Introduction to python reset_index()
The reset_index()
function in pandas is a tool for resetting the index of a DataFrame to a default integer index, which is 0, 1, 2, ..., n (where n is the length of the DataFrame - 1).
Indexes in pandas are the labels for rows. They are essentially a 'name' given to each row. They can be numbers, dates, times, or even strings. The index of a DataFrame provides a unique identifier for each row.
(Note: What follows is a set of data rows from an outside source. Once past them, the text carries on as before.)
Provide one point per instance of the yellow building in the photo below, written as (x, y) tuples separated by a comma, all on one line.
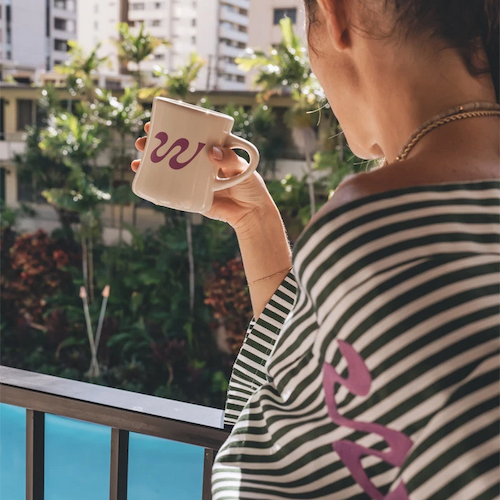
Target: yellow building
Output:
[(19, 109)]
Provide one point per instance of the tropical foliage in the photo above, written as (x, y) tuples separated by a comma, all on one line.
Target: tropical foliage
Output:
[(174, 304)]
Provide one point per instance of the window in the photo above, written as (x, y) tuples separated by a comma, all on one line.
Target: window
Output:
[(60, 24), (24, 114), (61, 45), (279, 14)]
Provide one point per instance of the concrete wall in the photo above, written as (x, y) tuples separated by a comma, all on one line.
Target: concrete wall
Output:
[(98, 22), (29, 41), (262, 31)]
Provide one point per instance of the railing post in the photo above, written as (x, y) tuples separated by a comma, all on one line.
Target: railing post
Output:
[(119, 464), (207, 474), (35, 455)]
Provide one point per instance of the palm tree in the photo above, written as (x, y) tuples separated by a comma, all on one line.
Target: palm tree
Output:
[(76, 141), (81, 69), (137, 48), (126, 116), (286, 67)]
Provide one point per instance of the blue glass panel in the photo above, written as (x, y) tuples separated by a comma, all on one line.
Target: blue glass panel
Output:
[(12, 452), (162, 470), (77, 459)]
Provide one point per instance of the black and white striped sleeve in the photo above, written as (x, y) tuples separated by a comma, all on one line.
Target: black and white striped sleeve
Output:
[(248, 370)]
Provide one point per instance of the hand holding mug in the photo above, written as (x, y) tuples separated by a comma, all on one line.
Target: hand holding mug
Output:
[(186, 147), (240, 205)]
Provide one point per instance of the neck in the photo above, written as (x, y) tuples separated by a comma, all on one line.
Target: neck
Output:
[(401, 100)]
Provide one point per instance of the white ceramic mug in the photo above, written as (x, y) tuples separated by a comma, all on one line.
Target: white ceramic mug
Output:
[(175, 170)]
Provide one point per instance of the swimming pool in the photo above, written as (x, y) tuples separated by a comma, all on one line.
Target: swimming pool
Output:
[(77, 462)]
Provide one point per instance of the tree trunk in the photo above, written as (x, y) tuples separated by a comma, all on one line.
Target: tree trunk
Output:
[(189, 233), (341, 145), (65, 218), (91, 263), (122, 178), (84, 260), (134, 214), (139, 76), (310, 181)]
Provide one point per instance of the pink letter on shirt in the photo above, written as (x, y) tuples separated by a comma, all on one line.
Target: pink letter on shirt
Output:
[(359, 383)]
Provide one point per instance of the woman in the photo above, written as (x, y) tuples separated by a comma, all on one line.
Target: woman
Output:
[(376, 374)]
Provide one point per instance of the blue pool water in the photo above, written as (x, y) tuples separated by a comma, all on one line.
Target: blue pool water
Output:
[(77, 462)]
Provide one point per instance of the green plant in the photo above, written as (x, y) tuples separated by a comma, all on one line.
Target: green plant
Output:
[(76, 141), (136, 48), (287, 67), (81, 69), (226, 292)]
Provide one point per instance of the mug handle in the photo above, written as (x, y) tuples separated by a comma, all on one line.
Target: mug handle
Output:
[(236, 142)]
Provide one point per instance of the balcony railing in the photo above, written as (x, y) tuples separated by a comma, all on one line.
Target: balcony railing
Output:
[(126, 414)]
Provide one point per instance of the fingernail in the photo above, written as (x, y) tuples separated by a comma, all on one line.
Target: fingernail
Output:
[(218, 154)]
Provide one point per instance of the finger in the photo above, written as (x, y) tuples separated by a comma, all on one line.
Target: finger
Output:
[(140, 144), (228, 161)]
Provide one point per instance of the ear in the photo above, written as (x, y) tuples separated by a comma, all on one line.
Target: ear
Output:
[(335, 14)]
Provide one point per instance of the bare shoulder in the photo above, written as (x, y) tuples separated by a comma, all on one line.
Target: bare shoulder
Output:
[(354, 187), (407, 174)]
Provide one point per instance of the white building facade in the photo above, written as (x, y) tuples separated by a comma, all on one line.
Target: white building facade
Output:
[(215, 29), (34, 33)]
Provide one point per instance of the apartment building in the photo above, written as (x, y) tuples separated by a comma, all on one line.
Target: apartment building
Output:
[(215, 29), (265, 16), (34, 34)]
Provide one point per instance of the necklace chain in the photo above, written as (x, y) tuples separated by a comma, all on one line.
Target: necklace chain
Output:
[(471, 110)]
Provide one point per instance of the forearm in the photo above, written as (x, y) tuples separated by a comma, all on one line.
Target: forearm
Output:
[(265, 252)]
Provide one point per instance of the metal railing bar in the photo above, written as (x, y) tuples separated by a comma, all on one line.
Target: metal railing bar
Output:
[(207, 474), (107, 396), (119, 465), (185, 432), (35, 455)]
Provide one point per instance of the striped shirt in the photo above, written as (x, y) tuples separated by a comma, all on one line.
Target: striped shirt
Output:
[(376, 375)]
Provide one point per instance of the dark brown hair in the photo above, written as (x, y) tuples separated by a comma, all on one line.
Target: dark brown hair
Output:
[(467, 25)]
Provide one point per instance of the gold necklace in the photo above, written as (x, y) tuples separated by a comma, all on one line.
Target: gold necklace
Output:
[(471, 110)]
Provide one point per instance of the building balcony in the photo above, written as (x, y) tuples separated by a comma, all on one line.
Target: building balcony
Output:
[(233, 86), (233, 34), (227, 50), (63, 34), (242, 4), (232, 69), (67, 439), (233, 17), (10, 148)]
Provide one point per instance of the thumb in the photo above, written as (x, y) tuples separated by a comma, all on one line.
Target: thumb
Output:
[(227, 161)]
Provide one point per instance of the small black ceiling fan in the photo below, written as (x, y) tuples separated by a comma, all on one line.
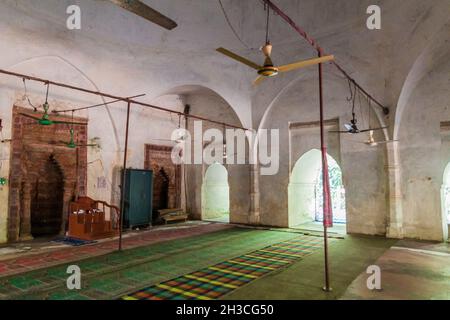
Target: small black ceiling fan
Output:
[(141, 9), (352, 127)]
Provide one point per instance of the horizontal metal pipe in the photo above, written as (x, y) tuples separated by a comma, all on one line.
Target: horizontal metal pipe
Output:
[(95, 105), (99, 93)]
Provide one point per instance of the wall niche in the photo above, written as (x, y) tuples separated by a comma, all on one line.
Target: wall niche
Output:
[(45, 175)]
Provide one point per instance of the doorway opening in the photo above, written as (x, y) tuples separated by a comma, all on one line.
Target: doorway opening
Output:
[(47, 200), (305, 190), (445, 199), (216, 194)]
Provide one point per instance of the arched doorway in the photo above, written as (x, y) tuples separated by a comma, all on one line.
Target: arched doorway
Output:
[(305, 190), (47, 196), (216, 194), (445, 198)]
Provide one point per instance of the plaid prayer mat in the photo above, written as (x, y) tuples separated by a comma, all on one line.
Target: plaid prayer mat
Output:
[(215, 281)]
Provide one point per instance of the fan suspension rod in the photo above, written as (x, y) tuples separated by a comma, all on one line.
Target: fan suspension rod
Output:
[(316, 46), (114, 97)]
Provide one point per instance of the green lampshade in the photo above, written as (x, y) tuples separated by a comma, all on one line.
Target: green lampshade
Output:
[(45, 122), (72, 144)]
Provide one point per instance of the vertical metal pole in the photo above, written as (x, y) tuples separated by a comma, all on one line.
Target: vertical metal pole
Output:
[(324, 177), (122, 200)]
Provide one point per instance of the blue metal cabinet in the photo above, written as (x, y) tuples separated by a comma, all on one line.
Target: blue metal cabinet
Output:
[(138, 198)]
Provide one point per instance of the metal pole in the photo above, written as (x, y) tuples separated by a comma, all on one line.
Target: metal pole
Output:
[(325, 179), (122, 205)]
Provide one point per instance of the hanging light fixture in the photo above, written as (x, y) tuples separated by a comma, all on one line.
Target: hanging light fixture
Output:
[(45, 120), (224, 143), (72, 144)]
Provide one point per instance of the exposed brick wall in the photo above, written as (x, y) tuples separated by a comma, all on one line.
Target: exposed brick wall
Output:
[(158, 159), (32, 148)]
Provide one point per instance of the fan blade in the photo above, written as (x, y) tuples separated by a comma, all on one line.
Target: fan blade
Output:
[(375, 129), (258, 80), (304, 63), (238, 58), (141, 9), (29, 116)]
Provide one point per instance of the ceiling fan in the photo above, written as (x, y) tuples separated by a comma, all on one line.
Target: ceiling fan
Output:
[(268, 69), (352, 128), (141, 9), (372, 143)]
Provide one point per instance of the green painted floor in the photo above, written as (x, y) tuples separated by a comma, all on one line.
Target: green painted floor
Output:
[(113, 275)]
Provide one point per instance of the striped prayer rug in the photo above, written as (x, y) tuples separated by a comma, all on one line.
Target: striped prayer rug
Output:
[(215, 281)]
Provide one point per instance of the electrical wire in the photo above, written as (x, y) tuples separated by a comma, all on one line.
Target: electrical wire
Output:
[(26, 95), (232, 28)]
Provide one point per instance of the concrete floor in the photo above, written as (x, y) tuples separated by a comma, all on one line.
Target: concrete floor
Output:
[(338, 228), (410, 270)]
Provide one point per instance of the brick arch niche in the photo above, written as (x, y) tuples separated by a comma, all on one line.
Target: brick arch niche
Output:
[(45, 175)]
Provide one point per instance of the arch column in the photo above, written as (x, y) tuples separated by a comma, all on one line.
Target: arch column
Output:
[(25, 221), (254, 216), (395, 215)]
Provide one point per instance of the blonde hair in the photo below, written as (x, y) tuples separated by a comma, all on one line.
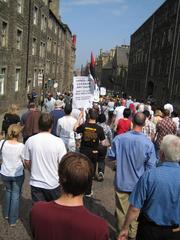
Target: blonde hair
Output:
[(13, 109), (14, 131), (170, 146)]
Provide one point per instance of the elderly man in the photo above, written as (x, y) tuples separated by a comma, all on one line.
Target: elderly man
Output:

However, in the process of data manipulation (like group by operations, sorting, slicing, merging, concatenating, etc.), these indexes can become disordered, or maybe the existing index isn't suitable for a particular analysis. This is when reset_index()
comes into play.
By default, reset_index()
transforms the index into a new column in the DataFrame and creates a new index with default integer values. This is particularly useful when the index needs to be treated as a regular column, or when the index is meaningless and needs to be reset to the default before a new one is set.
import pandas as pd
# Creating a DataFrame
df = pd.DataFrame({"A": [1, 2, 3]}, index=['x', 'y', 'z'])
print(df)
# Output:
# A
# x 1
# y 2
# z 3
# Resetting the index
df_reset = df.reset_index()
print(df_reset)
# Output:
# index A
# 0 x 1
# 1 y 2
# 2 z 3
In this example, reset_index()
moves the index (x, y, z) into a new column named 'index', and creates a new integer index.
Syntax and Parameters
The reset_index()
function in pandas is used to reset the index of a DataFrame or Series. The syntax of the function is:
DataFrame.reset_index(level=None, drop=False, inplace=False, col_level=0, col_fill='')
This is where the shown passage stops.